The extension of a shopping centre could also be profitable if the owner is thinking about selling it. One of the most significant transactions over the last few years was the sale of Riviera in Gdańsk, which was purchased by German investor Union Investment Real Estate for EUR 291 mln in 2015. It had previously been called Wzgórze, before Mayland Real Estate, Foncière Euris and Rallye invested EUR 140 mln in enlarging, rebranding and changing the character of the project. “A redevelopment or extension is an operation on a living organism – it is demanding and complicated. So it should come as no surprise that such a process is often a greater challenge than the construction of a new centre. However, it is better to take such a risk than not to do anything,” argues Renata Kusznierska of Cushman & Wakefield.
Extended over the border
To a certain extent, the number of extensions and redevelopments provides us with confirmation of the maturity of the market. Therefore they are not unusual in other countries across our region either. In Prague the largest ongoing extension is the latest stage of the Centrum Chodov shopping centre, which is being carried out by Unibail-Rodamco. By next autumn the mall will have been extended by another two thirds, bringing its total area up to more than 100,000 sqm. In Romania, meanwhile, Argo Capital Property is planning to enlarge and reposition the Era Park Iași retail park. After the completion of the work, the park will be 30,000 sqm bigger covering more than 80,000 sqm. Extensions are even taking place in crisis-stricken Ukraine. In 2015 Build Invest Group extended the Proton shopping centre in Kharkiv by 6,000 sqm. While in Slovakia, CBRE Global Investors has opted to extend the Europa shopping centre in Banská Bystrica.

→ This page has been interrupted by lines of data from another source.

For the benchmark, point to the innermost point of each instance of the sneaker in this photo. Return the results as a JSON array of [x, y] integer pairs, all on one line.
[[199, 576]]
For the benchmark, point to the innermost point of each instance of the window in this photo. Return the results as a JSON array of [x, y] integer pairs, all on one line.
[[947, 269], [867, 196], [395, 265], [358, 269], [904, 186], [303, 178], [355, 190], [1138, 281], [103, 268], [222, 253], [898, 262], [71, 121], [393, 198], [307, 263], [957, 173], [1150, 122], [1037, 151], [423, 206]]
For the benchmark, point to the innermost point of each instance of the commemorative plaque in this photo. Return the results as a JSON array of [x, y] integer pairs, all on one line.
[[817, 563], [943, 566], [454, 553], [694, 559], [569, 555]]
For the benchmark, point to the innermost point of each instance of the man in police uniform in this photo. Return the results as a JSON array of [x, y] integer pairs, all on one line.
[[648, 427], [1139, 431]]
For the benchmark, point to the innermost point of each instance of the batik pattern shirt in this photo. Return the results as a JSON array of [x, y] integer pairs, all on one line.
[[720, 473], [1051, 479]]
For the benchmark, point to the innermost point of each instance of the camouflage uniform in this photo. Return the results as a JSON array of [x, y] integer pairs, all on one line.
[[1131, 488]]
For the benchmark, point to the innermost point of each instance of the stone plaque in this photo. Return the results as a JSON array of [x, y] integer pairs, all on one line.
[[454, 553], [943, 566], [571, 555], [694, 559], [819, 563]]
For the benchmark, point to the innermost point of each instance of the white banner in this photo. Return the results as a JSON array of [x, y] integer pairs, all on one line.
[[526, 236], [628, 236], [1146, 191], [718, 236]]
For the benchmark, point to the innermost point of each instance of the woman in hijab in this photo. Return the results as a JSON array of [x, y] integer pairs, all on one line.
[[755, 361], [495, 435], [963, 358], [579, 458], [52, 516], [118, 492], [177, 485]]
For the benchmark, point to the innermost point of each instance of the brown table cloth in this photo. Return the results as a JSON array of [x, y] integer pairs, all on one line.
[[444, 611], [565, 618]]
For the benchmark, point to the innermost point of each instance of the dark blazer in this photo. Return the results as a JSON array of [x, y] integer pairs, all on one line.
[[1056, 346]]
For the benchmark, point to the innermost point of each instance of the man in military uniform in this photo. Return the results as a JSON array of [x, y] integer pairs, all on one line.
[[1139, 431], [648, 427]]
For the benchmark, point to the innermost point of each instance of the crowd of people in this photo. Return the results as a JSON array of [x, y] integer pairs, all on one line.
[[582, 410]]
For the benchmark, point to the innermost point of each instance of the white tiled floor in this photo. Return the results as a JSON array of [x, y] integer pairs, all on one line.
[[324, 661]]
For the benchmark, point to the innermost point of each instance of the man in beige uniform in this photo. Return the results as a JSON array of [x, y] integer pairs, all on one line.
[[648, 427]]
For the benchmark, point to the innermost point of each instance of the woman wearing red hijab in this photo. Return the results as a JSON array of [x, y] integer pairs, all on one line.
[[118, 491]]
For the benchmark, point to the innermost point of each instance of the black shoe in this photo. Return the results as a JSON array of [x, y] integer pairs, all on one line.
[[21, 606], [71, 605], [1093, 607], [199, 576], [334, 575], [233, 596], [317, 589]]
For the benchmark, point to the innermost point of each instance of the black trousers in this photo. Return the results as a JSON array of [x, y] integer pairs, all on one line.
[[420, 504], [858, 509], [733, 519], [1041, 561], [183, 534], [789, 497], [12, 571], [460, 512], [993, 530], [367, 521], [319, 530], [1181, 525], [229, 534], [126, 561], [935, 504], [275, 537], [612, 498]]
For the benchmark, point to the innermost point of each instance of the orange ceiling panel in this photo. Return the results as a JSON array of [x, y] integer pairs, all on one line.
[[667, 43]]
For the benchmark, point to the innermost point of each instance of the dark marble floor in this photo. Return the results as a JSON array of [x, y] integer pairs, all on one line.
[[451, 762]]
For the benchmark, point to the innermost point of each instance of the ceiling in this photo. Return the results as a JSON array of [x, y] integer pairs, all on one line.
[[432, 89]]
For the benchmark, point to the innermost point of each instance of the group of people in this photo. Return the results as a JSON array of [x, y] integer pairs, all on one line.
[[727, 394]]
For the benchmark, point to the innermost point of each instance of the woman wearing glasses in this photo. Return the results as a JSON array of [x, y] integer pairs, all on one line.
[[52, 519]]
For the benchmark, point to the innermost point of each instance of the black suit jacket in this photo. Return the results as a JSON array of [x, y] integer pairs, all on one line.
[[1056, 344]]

However, in that particular country it is the extension of the Eurovea mixed-use complex inBratislava that is the most talked about project. It was built in 2010 by Irish developer Ballymore Properties on a 46.5 ha plot on the banks of the Danube. The complex comprises 250 apartments, 23,000 sqm of offices, 55,000 sqm of retail and entertainment space and a five-star Sheraton hotel. In 2014 the entire complex was purchased for app. EUR 360 mln by a consortium led by J&T Real Estate, which is owned by Peter Korbačka. Some changes have been introduced since the acquisition, including the refurbishment of the toilets and lifts. However, the most interesting new features are still to come. The Slovakian press is abuzz with the news of Peter Korbačka plans, which involve extending the retail section by 25,000 sqm. Meanwhile, in Lithuania the extension of the Mega shopping centre in Kaunas is nearing completion. Baltic RED, the owner of the centre, is planning to complete the extension, which will increase its area from 72,000 sqm to 102,000 sqm, in November. Investment costs for the project are estimated at EUR 45 mln.
Tech-driven trends
As markets mature and online shopping becomes more sophisticated, shopping centre owners will have to be much more ready to respond to these changes. Technological progress is continuing to redefine how retail space should best be utilised. If it continues at its present rapid pace, the real retail revolution could still lie ahead of us.